Most of us don’t scrounge for ideas, getting enough to get by…
The problem your typical creator faces is not a drought but a flood. Out of the many, many, many ideas, which do you focus on and which do you ignore?
If you don’t have this problem, your creativity is out of whack.
But that’s not the worst thing about this awful question. The biggest problem with it is it obscures a similar – and much better – question:
How do you get better ideas?
Because you can always come up with better ideas than what you do.
Saturate your brain with knowledge
If you’re writing for someone other than yourself, then pay attention when you run out of ideas.
It’s a sign, like a canary in a goldmine, that you have some work to do.
If you write fiction, think about your audience.
If you’re a copywriter, think about your market.
When you know them well enough, you’ll always know what to write.
You’ll know what they like, what they hate, what they’re sick of and what will get their attention.
Then you can go the other way:
Learn everything you can about something that isn’t your audience or topic.
Dive deep into some random topic you find appealing. The only condition is it must be unrelated to what you’re working on.
Every idea you have links to every other idea in your mind. Some of those connections are strong and obvious, others are subtle. By focusing on two unrelated things at the same time, you force your brain to make connections it wouldn’t normally do.
Do that and your brain will burst with ideas.
Practice makes productive
If you want more or better ideas, then treat ‘idea creation’ as a skill:
Something you can practice.
So if you want to get better at it, do more of it.
If you struggle to come up with ideas, force yourself to come up with ten of them.

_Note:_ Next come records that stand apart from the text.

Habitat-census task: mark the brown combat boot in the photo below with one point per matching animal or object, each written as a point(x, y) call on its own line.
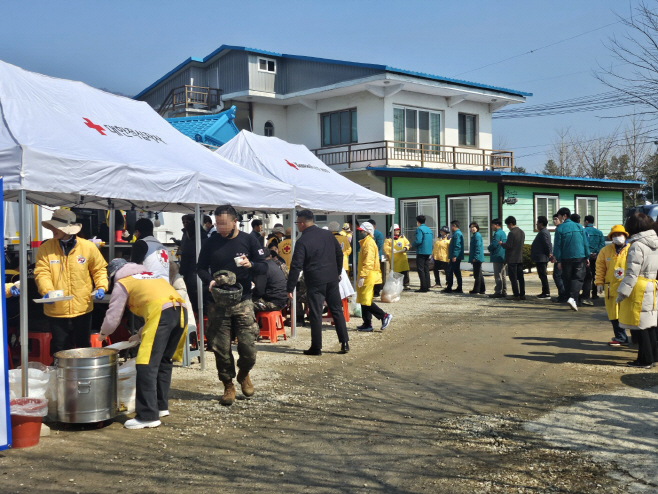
point(228, 397)
point(245, 382)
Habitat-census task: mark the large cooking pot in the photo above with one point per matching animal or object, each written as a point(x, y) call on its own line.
point(86, 385)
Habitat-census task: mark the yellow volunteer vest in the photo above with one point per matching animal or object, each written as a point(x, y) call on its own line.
point(630, 308)
point(146, 296)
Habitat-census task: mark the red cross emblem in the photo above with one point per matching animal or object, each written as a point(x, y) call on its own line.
point(92, 125)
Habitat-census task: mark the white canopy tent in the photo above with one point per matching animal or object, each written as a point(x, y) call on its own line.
point(63, 143)
point(317, 187)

Right now. They don’t have to be good, they just have to exist.
If you struggle to get started on a project, take one of your ideas and… well, get started. Close your browsers, put your phone in a drawer and sit there, ready to create. Again, you don’t have to write much or write well – simply write something.
And so on.
You’re probably great at several of the phases of creation. Get good at all of them and your writing will burst from you.
Imitation is the sincerest form of inspiration
If you’re a creator of any kind, you must have folks you admire.
Every talented writer reads – a lot. It’s part of the craft, how you develop your skills and refine your thinking.
Besides, if you don’t like to read, what business do you have writing?
I’m sure you have writers you like.
Favourite authors, favourite sales letters, whatever it is.
The next time you read a favourite, give it all a second glance.
What do you like about this?
What elements really work?
Is there something subtle, clever or unusual they are doing to make the writing pop?
How descriptive are they?
How long are the words, sentences and paragraphs?
The goal isn’t to copy and paste what they write. That’s a move even hack writers turn their nose up at.
Nor is it to become a cheap copy of them.
Or even a great copy.
It’s to peek under the hood and see what makes their writing work, learning those elements for yourself.